Speeches & Transcripts

Employment and Poverty in the Philippines

June 17, 2016

Mara Warwick, Country Director, World Bank Philippines Taguig City, Philippines

As Prepared for Delivery

Opening Remarks

Mara Warwick

Country Director, World Bank Philippines

June 17, 2016, 11am

World Bank Office, Taguig City

Good morning everyone. Thank you for attending today’s briefing on this important report – the Labor Market Review.

I’m so excited to be here with you today. This is my second media conference as country director. This is an important report with important insights on how the country can accelerate reforms that contribute to attaining sustained inclusive growth.
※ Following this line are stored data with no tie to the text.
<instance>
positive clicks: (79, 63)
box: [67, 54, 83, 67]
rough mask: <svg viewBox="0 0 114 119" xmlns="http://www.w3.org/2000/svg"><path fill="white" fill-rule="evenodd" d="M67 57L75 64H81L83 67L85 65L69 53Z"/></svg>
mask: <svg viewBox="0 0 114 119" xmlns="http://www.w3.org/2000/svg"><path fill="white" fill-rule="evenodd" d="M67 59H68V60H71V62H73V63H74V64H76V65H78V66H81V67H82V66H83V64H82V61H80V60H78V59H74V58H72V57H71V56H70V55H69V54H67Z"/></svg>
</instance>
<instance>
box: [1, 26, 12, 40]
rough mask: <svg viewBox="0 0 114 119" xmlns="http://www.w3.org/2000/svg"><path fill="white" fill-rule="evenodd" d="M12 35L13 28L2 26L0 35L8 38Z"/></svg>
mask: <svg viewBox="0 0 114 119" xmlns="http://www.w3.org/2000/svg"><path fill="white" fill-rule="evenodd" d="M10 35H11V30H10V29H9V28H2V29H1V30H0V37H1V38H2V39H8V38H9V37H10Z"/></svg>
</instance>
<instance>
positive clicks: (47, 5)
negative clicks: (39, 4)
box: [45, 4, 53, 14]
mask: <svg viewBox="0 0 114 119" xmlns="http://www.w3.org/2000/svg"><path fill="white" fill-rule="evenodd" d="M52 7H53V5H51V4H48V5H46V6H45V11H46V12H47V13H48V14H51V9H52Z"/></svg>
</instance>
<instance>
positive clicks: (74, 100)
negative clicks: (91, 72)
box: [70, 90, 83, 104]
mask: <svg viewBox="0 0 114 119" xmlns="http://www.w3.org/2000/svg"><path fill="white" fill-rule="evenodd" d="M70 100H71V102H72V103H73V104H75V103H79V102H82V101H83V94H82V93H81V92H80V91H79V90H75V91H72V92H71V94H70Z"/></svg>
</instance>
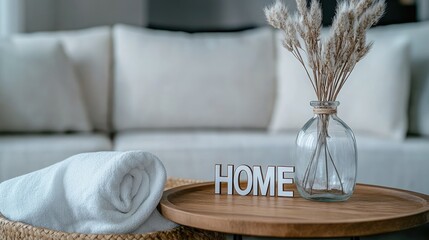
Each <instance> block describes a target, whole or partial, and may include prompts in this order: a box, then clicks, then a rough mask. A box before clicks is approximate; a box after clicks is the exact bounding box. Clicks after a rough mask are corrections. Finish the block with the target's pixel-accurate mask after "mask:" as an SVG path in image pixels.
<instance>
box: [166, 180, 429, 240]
mask: <svg viewBox="0 0 429 240" xmlns="http://www.w3.org/2000/svg"><path fill="white" fill-rule="evenodd" d="M225 187H226V186H223V188H224V189H223V192H226V189H225ZM292 188H293V187H292ZM295 190H296V189H295ZM295 195H296V196H295V197H293V198H281V197H266V196H239V195H216V194H214V183H213V182H209V183H200V184H191V185H186V186H181V187H177V188H173V189H170V190H168V191H166V192H164V195H163V197H162V199H161V202H160V206H159V210H160V212H161V214H162V215H164V216H165V217H166V218H168V219H170V220H172V221H174V222H176V223H178V224H182V225H185V226H189V227H195V228H200V229H205V230H211V231H217V232H224V233H229V234H233V235H234V239H241V236H242V235H251V236H264V237H293V238H309V237H351V238H352V239H359V236H366V235H373V234H380V233H388V232H394V231H399V230H404V229H408V228H412V227H417V226H419V225H423V224H426V223H428V222H429V196H428V195H425V194H420V193H415V192H410V191H405V190H399V189H393V188H385V187H380V186H372V185H363V184H357V185H356V189H355V192H354V194H353V196H352V197H351V198H350V199H349V200H348V201H346V202H334V203H327V202H315V201H309V200H305V199H303V198H301V197H299V195H298V193H297V191H295Z"/></svg>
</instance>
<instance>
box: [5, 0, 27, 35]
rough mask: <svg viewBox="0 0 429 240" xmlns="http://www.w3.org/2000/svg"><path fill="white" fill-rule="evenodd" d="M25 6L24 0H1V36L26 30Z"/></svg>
mask: <svg viewBox="0 0 429 240" xmlns="http://www.w3.org/2000/svg"><path fill="white" fill-rule="evenodd" d="M24 6H25V5H24V1H23V0H0V36H8V35H11V34H14V33H20V32H23V31H24V30H25V29H24V28H25V11H24Z"/></svg>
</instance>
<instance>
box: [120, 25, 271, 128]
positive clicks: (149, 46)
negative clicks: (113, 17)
mask: <svg viewBox="0 0 429 240" xmlns="http://www.w3.org/2000/svg"><path fill="white" fill-rule="evenodd" d="M113 36H114V59H115V76H114V99H113V108H114V115H113V125H114V128H115V130H119V131H121V130H130V129H156V128H157V129H159V128H170V129H171V128H181V129H183V128H188V129H189V128H221V129H224V128H229V129H230V128H266V127H267V126H268V123H269V121H270V118H271V112H272V108H273V105H274V95H275V81H274V80H275V75H274V73H275V70H274V68H275V63H274V60H275V57H274V45H273V33H272V31H271V30H269V29H266V28H262V29H254V30H248V31H243V32H231V33H196V34H187V33H182V32H169V31H160V30H150V29H142V28H137V27H130V26H123V25H118V26H115V28H114V31H113Z"/></svg>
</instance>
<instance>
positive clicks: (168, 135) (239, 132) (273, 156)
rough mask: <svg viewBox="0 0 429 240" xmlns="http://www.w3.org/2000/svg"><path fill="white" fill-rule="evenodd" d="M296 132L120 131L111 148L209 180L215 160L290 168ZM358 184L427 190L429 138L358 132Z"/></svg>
mask: <svg viewBox="0 0 429 240" xmlns="http://www.w3.org/2000/svg"><path fill="white" fill-rule="evenodd" d="M295 136H296V133H295V132H282V133H279V134H267V133H266V132H263V131H251V132H250V131H249V132H128V133H127V132H122V133H119V134H118V135H117V136H116V137H115V140H114V149H115V150H145V151H149V152H152V153H154V154H155V155H157V156H158V157H159V158H160V159H161V161H162V162H163V163H164V165H165V167H166V169H167V174H168V176H169V177H180V178H197V179H206V180H213V176H214V165H215V164H217V163H218V164H223V165H225V166H226V164H234V165H235V166H238V165H241V164H247V165H249V166H253V165H260V166H263V167H266V166H268V165H277V166H279V165H283V166H294V165H295V164H294V160H293V159H294V157H293V155H294V144H295ZM357 145H358V182H361V183H368V184H378V185H384V186H390V187H396V188H403V189H409V190H412V191H418V192H423V193H426V194H429V187H428V184H427V181H425V180H424V179H427V169H429V161H427V156H429V139H425V138H407V139H406V140H405V141H403V142H398V141H395V140H386V139H383V138H374V137H369V136H357Z"/></svg>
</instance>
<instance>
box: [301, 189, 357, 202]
mask: <svg viewBox="0 0 429 240" xmlns="http://www.w3.org/2000/svg"><path fill="white" fill-rule="evenodd" d="M298 192H299V194H300V195H301V197H303V198H305V199H307V200H312V201H318V202H343V201H347V200H348V199H349V198H350V197H351V194H345V193H342V192H341V191H338V190H330V191H320V190H318V191H317V190H313V191H312V193H311V194H309V192H307V191H298Z"/></svg>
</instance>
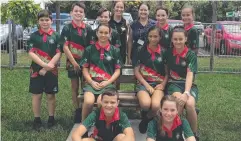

Today’s report, the Labor Market Review, takes a deeper look at the domestic labor market at the national level. It analyzes the labor market performance in the Philippines from the perspective of workers’ welfare.  Its main goal is to identify labor market constraints to reducing poverty and sharing prosperity, and to suggest ways to address them.

The report takes off from the “Philippines Development Report (PDR): Creating More and Better Jobs released in 2013.

The message of that report was that the Philippines has a great window of opportunity to deepen reforms that will put the country on an irreversible path towards inclusive growth – one that generates more jobs and reduces extreme poverty.

If the Philippines could sustain reforms that would improve property rights; enhance competition; put more resources in health, education, and infrastructure; and simplify business regulations, the country make growth even more inclusive.

This new report shows that contrary to some perceptions, economic growth in the last 10 years has created enough jobs to absorb the growing labor force.  Still, many workers remain underemployed.

The Philippine economy has been growing at around of 5-6 percent, while the working population and jobs have been growing at an average of 1.8 percent and 1.9 percent, respectively. However, many of the newly created jobs are precarious and low-paying.

Labor productivity has also been growing at 3.4 percent a year. However, the growth of real wages has yet to catch up with the rising productivity. Hence, the main challenge is sustaining the country’s efforts to generate more “good” jobs that can liftpeople out of poverty.

With sound macro-economic fundamentals and strong growth, the Philippines is well positioned to address this challenge.

Thank you and a pleasant day to all of you.

I would like to turn you over now to my colleagues Jan and Sashka who will discuss the highlights of the report.